The Bloodlands weren't made to be survived.

Vale knew that.

It was a world stitched together from corpses—white skin like grass, flesh like dirt, bones like trees. The air stank of blood and memory. Nerve-flowers twitched in the wind. Rivers ran thick and red, pulsing like arteries, whispering secrets no one should hear.

Every breath out here was a gamble. The wind carried things—fragments of rot, lost screams, laughter with no source. Even the trees leaned inward, listening.

But fear?

He didn't show it.

Vale crouched near a ruined arch of bone, threading wire between two stakes made of sharpened femurs. He'd mapped this kill zone hours ago—three traps, built to slow down the Unspoken just long enough to make them bleed.

He didn't want blood to drink.

It gave him no strength.

That was a lie people liked to believe about his kind—that the thirst was power. But for Vale, it was only survival. A hunger that didn't answer desire. It gnawed and burned and never fed him anything but pain.

His hands shook. His wounds still wept. The Blood hadn't responded right in days.

Still—panic gets you killed.

He moved with care. Slower than before, but steady.

Then—snap.

One of the traps went off.

A scream followed—low, wet, wrong.

Vale turned, gun already raised. The Unspoken writhed in the wire, caught between rusted nails and bone-pins. It twitched violently, dragging long, black tendrils of worm-flesh across the ground. Each time one fell off, it crawled back, worming its way into the mass again.

Their bodies were made of coiled darkness—black, pulsing cords ringed in pale white edges like bone. They had no eyes. No faces. Only hunger.

And hate.

He didn't hesitate.

Vale uncorked the vial he'd prepared—his own blood, mixed with ash and iron filings—and poured it onto the creature's wounds.

It convulsed.

The blood hissed against its flesh, steam curling upward as the thing shrieked and folded in on itself.
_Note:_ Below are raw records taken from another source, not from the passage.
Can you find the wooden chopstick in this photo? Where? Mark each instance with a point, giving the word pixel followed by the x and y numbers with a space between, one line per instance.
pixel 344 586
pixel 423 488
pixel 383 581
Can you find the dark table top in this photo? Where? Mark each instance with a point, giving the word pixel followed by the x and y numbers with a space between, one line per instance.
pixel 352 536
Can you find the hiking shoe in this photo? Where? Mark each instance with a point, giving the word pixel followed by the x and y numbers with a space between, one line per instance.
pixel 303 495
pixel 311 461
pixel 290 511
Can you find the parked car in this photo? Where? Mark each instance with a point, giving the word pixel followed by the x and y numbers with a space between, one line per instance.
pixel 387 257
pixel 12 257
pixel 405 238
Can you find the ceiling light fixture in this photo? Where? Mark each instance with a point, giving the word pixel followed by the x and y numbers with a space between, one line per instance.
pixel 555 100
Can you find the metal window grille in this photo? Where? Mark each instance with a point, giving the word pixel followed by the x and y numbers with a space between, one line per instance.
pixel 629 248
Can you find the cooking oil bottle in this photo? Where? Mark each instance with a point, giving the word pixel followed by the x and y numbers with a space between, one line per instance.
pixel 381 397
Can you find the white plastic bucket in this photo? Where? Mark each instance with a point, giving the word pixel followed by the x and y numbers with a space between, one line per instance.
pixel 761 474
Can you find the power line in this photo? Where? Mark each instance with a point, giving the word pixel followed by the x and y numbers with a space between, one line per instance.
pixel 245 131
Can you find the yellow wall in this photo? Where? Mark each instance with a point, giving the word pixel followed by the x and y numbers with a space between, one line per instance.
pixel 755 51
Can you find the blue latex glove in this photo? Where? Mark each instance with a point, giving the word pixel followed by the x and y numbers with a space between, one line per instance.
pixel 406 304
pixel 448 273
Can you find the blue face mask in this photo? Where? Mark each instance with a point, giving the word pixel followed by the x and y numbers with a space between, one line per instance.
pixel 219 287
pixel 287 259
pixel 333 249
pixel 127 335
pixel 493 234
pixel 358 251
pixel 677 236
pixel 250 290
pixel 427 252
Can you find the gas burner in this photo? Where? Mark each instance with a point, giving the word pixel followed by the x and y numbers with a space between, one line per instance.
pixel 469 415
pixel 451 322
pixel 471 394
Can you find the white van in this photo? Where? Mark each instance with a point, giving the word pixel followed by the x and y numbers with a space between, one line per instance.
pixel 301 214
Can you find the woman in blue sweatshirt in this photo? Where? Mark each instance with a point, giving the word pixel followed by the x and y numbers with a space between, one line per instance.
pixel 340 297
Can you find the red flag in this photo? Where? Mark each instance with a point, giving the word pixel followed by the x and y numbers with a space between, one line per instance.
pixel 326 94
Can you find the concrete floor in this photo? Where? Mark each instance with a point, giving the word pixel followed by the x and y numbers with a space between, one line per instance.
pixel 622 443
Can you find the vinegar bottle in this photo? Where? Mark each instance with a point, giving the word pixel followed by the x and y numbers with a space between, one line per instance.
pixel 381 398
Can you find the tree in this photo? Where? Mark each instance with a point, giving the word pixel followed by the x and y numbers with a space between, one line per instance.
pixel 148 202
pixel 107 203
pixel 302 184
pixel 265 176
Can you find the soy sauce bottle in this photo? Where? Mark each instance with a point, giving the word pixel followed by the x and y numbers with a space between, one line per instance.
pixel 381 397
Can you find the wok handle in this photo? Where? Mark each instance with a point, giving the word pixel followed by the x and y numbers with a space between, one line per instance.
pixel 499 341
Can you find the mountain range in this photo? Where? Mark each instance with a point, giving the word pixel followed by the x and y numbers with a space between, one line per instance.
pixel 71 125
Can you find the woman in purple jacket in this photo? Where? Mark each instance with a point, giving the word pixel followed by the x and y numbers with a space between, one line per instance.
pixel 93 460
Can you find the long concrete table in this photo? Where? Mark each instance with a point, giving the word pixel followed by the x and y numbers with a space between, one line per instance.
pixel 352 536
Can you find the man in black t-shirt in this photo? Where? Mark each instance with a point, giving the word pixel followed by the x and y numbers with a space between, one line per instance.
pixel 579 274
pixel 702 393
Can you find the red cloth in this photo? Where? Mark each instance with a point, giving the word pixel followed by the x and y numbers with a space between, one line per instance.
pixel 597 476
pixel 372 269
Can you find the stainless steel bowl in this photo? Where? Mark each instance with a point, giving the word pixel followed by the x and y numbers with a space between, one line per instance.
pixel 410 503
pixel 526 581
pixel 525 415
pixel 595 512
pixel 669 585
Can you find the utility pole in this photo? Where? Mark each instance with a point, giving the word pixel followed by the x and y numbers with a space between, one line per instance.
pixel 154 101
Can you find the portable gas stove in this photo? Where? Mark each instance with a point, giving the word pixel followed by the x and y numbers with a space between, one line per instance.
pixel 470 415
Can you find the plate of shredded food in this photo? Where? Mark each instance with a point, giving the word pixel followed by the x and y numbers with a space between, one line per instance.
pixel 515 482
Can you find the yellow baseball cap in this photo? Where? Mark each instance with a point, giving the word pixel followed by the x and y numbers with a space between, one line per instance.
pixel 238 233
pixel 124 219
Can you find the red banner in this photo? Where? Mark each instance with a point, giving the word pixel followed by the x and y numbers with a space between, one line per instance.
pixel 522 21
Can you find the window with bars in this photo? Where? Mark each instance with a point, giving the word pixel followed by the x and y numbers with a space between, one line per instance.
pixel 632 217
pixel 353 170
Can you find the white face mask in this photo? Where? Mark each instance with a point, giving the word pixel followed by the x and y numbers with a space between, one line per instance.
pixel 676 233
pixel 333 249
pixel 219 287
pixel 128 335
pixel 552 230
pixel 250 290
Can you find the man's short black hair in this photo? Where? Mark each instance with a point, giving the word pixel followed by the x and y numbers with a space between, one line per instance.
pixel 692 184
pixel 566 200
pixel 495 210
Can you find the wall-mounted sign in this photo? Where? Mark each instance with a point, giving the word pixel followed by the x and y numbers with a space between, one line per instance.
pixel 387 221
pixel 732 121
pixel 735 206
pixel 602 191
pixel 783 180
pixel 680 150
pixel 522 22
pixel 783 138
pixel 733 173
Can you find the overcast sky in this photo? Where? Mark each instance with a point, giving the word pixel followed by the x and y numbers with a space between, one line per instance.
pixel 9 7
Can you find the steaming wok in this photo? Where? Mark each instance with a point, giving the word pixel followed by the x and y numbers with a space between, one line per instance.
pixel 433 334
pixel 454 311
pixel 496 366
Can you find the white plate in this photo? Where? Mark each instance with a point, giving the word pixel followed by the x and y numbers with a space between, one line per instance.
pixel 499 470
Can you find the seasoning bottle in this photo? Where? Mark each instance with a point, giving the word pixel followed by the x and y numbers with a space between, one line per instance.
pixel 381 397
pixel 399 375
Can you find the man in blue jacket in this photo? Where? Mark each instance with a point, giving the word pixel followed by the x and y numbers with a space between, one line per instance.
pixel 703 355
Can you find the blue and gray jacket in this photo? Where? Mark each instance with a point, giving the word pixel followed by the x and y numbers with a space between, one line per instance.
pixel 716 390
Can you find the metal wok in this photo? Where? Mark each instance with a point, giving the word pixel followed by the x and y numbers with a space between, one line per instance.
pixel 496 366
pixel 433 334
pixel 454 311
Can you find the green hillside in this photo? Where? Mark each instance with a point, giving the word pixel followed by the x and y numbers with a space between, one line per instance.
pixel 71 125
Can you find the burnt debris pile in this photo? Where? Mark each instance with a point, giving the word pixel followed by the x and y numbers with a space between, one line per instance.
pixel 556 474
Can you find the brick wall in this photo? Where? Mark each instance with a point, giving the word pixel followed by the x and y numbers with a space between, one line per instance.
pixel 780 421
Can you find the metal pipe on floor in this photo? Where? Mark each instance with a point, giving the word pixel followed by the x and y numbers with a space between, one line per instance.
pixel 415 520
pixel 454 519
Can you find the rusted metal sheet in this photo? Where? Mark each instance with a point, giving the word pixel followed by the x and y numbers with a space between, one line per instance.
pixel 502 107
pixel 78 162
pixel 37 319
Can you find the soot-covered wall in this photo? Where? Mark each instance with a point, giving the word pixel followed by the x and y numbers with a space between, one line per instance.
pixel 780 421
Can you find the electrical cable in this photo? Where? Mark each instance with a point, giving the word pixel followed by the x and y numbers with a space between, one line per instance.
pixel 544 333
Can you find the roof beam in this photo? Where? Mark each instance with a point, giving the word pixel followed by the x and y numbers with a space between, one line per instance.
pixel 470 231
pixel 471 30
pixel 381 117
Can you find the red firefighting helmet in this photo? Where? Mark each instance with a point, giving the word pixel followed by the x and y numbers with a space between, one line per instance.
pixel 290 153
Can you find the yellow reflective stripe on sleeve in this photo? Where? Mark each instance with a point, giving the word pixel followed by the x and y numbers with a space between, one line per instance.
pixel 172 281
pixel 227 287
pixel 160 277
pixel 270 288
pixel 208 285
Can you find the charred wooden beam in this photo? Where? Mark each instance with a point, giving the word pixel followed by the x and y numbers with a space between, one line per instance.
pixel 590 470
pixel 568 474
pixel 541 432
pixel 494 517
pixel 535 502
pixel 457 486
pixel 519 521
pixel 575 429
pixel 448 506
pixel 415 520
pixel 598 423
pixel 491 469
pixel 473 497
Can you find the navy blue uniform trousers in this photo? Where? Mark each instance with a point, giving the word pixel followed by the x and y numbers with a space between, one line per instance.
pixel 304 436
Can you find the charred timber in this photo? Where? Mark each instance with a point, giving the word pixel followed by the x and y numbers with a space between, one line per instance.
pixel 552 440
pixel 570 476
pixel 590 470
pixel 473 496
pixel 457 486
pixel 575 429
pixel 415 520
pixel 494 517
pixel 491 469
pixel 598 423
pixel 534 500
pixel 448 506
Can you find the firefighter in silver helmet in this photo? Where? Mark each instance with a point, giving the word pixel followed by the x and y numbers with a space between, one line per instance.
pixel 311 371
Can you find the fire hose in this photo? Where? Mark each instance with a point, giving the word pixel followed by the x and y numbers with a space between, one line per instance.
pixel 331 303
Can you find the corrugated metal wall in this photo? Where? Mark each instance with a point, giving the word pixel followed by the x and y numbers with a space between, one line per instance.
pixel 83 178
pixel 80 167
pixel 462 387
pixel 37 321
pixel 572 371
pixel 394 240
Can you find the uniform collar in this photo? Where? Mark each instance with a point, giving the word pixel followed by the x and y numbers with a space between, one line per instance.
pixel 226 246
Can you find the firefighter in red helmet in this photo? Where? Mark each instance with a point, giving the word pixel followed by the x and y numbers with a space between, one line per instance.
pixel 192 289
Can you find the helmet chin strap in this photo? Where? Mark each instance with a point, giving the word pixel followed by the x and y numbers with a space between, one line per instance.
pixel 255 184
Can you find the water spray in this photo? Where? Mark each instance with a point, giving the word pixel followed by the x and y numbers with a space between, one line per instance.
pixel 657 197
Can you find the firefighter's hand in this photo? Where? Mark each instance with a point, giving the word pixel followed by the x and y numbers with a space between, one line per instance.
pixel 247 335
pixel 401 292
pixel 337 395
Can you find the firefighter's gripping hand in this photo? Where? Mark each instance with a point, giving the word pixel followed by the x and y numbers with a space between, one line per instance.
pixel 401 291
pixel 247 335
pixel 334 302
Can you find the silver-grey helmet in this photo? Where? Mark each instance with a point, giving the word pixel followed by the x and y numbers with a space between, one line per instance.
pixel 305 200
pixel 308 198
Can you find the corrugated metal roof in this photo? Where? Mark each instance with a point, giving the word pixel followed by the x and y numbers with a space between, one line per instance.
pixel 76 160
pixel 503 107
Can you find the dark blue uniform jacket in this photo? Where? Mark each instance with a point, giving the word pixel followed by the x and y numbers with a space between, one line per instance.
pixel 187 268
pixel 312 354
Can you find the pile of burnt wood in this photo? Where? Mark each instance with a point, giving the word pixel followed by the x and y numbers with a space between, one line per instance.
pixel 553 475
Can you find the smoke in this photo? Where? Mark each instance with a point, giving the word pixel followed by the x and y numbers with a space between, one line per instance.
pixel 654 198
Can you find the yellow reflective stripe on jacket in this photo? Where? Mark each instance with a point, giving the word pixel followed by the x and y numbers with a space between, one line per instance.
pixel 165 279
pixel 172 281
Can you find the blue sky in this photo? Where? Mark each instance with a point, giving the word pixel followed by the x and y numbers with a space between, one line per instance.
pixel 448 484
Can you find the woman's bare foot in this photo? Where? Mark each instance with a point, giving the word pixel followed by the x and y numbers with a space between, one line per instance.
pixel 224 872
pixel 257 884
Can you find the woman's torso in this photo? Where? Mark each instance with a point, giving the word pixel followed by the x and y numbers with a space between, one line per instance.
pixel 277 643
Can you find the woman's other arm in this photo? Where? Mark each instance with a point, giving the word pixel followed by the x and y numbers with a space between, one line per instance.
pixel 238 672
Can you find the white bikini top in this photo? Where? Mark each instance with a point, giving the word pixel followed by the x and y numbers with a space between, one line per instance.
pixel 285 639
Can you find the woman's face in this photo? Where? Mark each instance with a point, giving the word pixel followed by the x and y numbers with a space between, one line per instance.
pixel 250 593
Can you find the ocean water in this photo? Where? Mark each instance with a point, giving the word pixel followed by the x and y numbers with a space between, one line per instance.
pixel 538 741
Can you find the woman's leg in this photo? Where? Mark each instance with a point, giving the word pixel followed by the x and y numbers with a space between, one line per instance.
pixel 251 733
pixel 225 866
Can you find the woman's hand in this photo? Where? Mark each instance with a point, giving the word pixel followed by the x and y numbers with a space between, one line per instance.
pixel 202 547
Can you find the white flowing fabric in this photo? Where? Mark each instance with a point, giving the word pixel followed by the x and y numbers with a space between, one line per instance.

It thrashed once, then collapsed into a pile of twitching sludge.

Silence returned.

Vale staggered slightly, breath ragged.

Too much effort. Too little return.

His blood wasn't strong enough. Not anymore. Not here.

But theirs—the marked, the ones whose blood bent the land, warped the sky, stirred the moonlight—that was power. Not to be drunk. To be understood. Stolen, maybe. Repurposed.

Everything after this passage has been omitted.